[Chambéry, le 25 mai] Ne pas se laisser enfermer dehors

À la mémoire de Zoé, pour que les procédures qui ne nous tuent pas nous rendent plus poreux et plus forts

Alors que se déroule à Paris le premier procès antiterroriste pour six camarades, sur fond de fantasme de « la mouvance anarcho-autonome » et dans une disproportion délirante par rapport aux faits reprochés, à Chambéry quatre personnes passent en procès. Cette fois-ci, les faits ont été requalifiés, ce ne sera pas donc un procès anti-terroriste. L’affaire a coûté la vie à une copine et grièvement blessé son ami. Les flics, pour lesquelles la moindre amitié est suspecte, ont harcelé pendant plusieurs années leurs potes. Ils passent maintenant en procès, soutenons-les !

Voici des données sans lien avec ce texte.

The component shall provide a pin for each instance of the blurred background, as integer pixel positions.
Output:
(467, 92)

C’est l’histoire banale d’un accident qui mériterait pas vraiment qu’on s’y arrête, si l’État n’était pas venu y fourrer son gros nez. Si les polices européennes n’avaient pas fait de l’ultra-gauche l’une des nouvelles menaces terroristes prioritaires. Une histoire tragique qui aurait pu rester entre nous, avec des regrets. Une expérience qui tourne vinaigre.

Dans la nuit du 30 avril au premier mai 2012, à Cognin, près de Chambéry, soufflé-e-s par l’explosion d’un engin explosif artisanal, Zoé mourait, presque sur le coup, tandis que Mike, grièvement blessé, parvenait à sortir de l’usine abandonnée dans laquelle ils se trouvaient.

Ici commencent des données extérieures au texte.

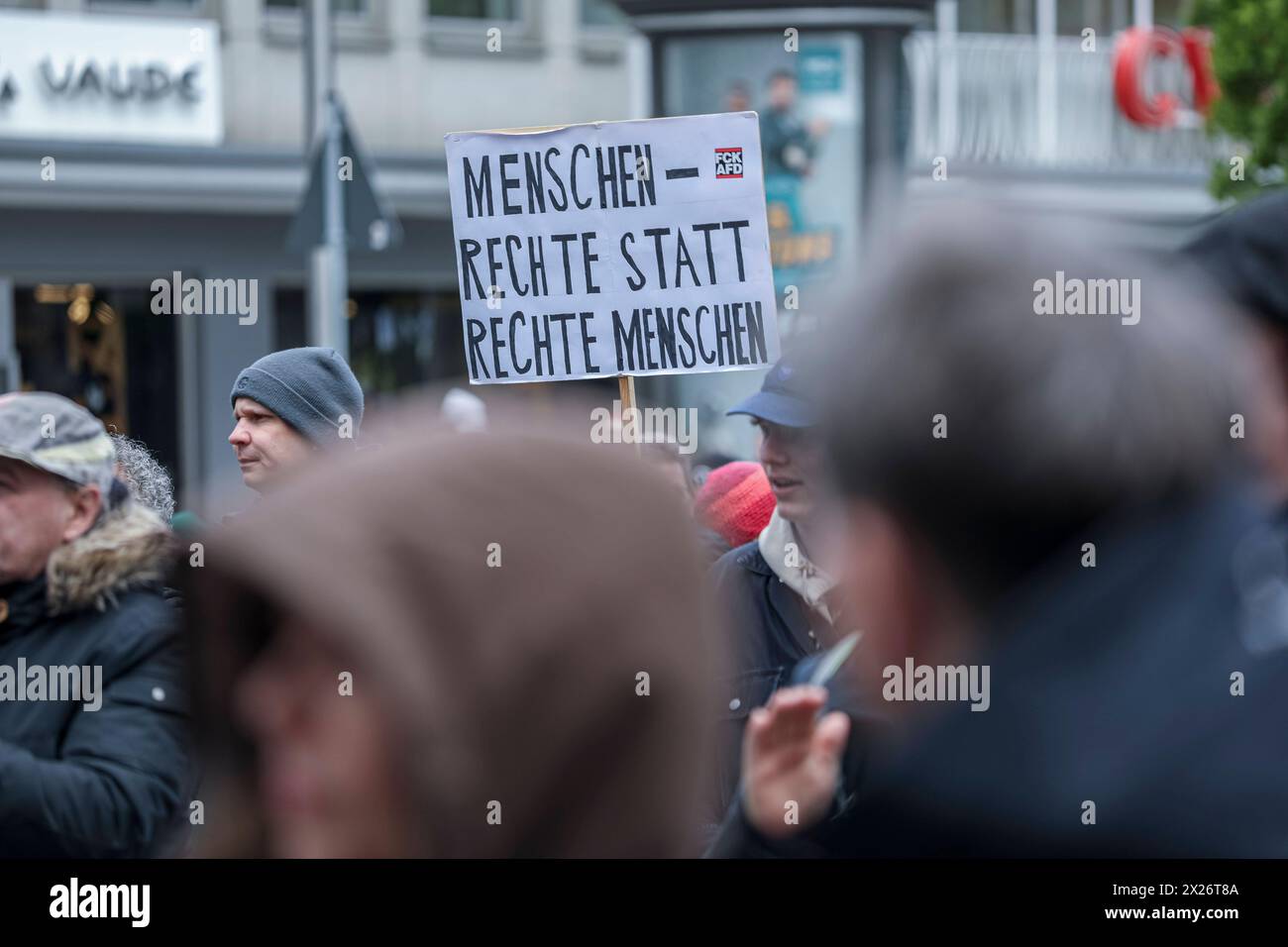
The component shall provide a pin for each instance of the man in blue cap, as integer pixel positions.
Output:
(780, 600)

La police et les secours débarquent vite sur les lieux, alertés par le voisinage. Mike et le corps de Zoé sont identifiés. Manifestement, l’addition des dossiers de nos deux camarades et de leur implication dans un accident de ce type fait sonner quelques sirènes d’alerte à Paris, à la Direction Centrale du Renseignement Intérieur (DCRI), qui héberge la Sous-Division Anti-Terroriste. Dès le lendemain arrivent donc à Chambéry les fonctionnaires chargés par l’État de lutter contre les menaces à son encontre. Quelques jours plus tard, trois perquisitions sont exécutées dans trois maisons squattées. Celle où vivait Zoé, un lieu d’habitation pour quatre personnes devant lequel restait en général garé le camion de Mike, ainsi que Les Pilos, lieu d’habitation et d’activités proche du centre-ville.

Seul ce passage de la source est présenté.